Rodriguez se mueve en la onda de Dylan, Peter Paul and Mary, Love o incluso Tim Buckley. Hijo de su generación, su música desprende una cercanía y una autenticidad que la hacen anacrónica. Sus historias son las de la gente. Su talento, una realidad grotescamente evidente. Aun así, su historia es la de un perdedor. Alabado por la crítica, vapuleado por las ventas, se ve relegado a un lugar en el arcén de la industria musical. Pese a ello, una bella fábula sobre el trabajo y el talento rodea a este autor. Paralelamente en la sudáfrica del apartheid, su voz, por encima de la de Elvis, los Rolling o Dylan, pone la mecha de la resistencia a la segregación racial, demostrando que la música puede ser un vehículo para la revolución.
¿Como un disco que vendió poco más de 6 copias en USA marcó la historia de un país a miles de kilómetros? Sin publicidad ni distribucion es una bella esperanza para los románticos que vemos en esta épica historia musical una fuente de inspiración frente al habitual mainstream, una puerta al arte por el arte.
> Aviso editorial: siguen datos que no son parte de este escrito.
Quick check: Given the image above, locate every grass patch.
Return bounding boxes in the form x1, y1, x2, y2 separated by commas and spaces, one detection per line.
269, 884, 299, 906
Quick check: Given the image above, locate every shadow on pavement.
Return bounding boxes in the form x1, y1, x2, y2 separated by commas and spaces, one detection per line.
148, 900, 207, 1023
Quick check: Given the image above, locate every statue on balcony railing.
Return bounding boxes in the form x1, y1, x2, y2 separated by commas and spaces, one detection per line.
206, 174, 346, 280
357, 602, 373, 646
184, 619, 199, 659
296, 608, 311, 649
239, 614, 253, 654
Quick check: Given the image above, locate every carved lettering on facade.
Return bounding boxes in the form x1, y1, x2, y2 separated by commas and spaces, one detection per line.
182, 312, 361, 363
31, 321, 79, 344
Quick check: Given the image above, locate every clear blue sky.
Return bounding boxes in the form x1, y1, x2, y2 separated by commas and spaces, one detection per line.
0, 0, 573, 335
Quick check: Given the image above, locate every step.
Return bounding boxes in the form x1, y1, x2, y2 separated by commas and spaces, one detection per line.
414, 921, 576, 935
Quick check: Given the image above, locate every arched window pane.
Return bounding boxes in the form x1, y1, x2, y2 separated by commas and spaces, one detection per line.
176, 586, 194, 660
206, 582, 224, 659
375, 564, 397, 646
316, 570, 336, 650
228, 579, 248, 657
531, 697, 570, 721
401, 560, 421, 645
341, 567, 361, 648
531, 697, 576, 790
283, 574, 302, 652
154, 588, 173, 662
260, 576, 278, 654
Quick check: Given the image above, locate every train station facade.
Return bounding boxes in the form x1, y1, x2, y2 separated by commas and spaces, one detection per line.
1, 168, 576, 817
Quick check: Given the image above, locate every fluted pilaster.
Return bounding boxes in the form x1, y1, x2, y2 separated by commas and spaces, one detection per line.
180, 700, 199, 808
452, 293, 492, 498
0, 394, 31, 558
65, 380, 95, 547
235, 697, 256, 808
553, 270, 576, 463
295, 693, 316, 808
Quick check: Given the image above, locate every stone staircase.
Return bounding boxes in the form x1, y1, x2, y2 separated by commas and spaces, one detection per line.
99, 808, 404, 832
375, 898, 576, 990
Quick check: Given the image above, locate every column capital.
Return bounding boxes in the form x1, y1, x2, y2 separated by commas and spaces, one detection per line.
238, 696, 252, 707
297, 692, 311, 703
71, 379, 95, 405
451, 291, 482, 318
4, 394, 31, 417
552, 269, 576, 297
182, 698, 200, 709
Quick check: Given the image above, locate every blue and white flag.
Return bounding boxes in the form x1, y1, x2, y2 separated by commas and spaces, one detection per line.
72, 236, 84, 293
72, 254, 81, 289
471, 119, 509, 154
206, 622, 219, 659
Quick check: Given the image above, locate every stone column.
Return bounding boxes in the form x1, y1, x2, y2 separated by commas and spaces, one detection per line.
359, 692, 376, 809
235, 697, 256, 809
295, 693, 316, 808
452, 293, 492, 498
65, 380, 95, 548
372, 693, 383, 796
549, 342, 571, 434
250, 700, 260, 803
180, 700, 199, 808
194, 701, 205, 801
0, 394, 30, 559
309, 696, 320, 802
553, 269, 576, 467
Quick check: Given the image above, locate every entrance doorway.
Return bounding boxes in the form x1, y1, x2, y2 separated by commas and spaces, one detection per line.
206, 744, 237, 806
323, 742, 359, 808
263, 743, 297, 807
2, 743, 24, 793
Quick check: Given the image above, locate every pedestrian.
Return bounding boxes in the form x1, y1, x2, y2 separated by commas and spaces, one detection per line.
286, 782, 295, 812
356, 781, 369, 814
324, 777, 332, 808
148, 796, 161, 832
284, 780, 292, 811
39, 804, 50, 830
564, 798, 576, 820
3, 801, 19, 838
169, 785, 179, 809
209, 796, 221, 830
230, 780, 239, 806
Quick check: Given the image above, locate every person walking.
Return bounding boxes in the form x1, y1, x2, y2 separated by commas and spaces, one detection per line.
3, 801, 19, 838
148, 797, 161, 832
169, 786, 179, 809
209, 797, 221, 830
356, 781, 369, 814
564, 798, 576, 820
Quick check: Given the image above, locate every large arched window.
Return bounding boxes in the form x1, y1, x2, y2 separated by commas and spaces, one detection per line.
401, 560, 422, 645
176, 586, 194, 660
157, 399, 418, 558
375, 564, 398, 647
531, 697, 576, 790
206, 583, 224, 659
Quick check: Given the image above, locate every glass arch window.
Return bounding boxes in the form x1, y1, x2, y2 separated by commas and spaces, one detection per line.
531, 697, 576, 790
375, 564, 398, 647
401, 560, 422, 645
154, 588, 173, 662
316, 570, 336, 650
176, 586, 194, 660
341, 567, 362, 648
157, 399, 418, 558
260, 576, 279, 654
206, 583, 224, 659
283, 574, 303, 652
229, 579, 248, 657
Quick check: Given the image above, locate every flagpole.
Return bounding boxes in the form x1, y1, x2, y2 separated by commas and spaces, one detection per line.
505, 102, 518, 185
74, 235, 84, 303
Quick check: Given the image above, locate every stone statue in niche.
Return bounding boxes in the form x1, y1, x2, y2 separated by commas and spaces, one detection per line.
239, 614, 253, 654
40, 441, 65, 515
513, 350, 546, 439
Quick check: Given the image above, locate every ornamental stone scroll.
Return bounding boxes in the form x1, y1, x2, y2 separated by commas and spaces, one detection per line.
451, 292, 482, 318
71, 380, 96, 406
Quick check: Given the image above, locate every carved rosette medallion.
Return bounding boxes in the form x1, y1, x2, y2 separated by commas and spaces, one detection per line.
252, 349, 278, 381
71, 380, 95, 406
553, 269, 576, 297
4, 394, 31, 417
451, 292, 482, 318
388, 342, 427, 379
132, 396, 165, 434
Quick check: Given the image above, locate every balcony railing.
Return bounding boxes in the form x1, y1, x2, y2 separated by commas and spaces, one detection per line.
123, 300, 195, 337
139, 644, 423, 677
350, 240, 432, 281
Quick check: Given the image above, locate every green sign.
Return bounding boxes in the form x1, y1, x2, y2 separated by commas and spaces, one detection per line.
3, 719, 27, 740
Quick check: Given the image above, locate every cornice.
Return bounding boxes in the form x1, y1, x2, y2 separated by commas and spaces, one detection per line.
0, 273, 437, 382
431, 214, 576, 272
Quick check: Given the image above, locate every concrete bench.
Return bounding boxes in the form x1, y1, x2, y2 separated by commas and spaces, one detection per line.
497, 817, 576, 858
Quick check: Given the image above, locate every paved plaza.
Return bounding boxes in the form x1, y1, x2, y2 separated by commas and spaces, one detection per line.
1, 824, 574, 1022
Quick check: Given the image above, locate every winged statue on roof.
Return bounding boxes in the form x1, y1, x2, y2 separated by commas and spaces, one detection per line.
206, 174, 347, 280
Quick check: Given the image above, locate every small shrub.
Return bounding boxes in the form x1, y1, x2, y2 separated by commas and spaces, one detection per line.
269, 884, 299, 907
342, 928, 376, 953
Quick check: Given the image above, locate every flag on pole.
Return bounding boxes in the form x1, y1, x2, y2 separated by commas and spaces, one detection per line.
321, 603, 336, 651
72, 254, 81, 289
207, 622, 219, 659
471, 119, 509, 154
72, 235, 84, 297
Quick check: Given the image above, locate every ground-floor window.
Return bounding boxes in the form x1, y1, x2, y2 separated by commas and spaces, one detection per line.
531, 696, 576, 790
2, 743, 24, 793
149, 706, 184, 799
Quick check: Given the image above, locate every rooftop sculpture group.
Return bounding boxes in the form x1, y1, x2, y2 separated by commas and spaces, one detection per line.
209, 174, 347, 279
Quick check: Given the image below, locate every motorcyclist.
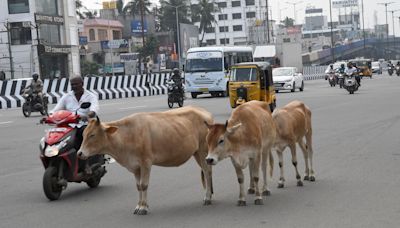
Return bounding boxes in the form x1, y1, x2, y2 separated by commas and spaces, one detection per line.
170, 68, 184, 94
345, 62, 361, 86
338, 63, 346, 74
50, 76, 99, 174
26, 72, 44, 104
388, 61, 394, 70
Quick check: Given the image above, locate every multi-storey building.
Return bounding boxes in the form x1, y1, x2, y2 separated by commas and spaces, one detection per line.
0, 0, 79, 79
190, 0, 271, 46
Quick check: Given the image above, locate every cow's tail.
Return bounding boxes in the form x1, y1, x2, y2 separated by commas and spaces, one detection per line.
269, 150, 274, 178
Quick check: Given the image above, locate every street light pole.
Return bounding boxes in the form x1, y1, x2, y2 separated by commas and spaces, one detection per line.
362, 0, 366, 57
165, 3, 185, 67
378, 2, 394, 56
390, 10, 400, 53
329, 0, 335, 63
285, 1, 302, 24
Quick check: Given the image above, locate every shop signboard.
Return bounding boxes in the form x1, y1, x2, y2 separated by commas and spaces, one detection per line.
332, 0, 358, 8
35, 13, 64, 25
131, 20, 147, 34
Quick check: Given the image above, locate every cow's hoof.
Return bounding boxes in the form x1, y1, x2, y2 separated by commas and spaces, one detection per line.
262, 190, 271, 196
304, 176, 310, 181
237, 200, 247, 206
203, 199, 212, 205
254, 199, 264, 205
133, 206, 140, 214
247, 188, 255, 194
278, 183, 284, 188
310, 176, 316, 182
297, 180, 304, 187
136, 209, 148, 215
La historia de Rodríguez es inspiradora y embriagante, llena de momentos de emoción y admiración. Este artista marca la diferencia con respecto al mercado y la forma de entender el negocio musical, que rompe todo lo anteriormente concebido y crea en él una minoría auténtica como diría Ortega y Gasset.
Este outsider representa todo lo bueno del hombre y del artista, empatizando con el espectador y creando un lazo que sublima las emociones e inspira.
Un oasis de autenticidad, algo en lo que creer.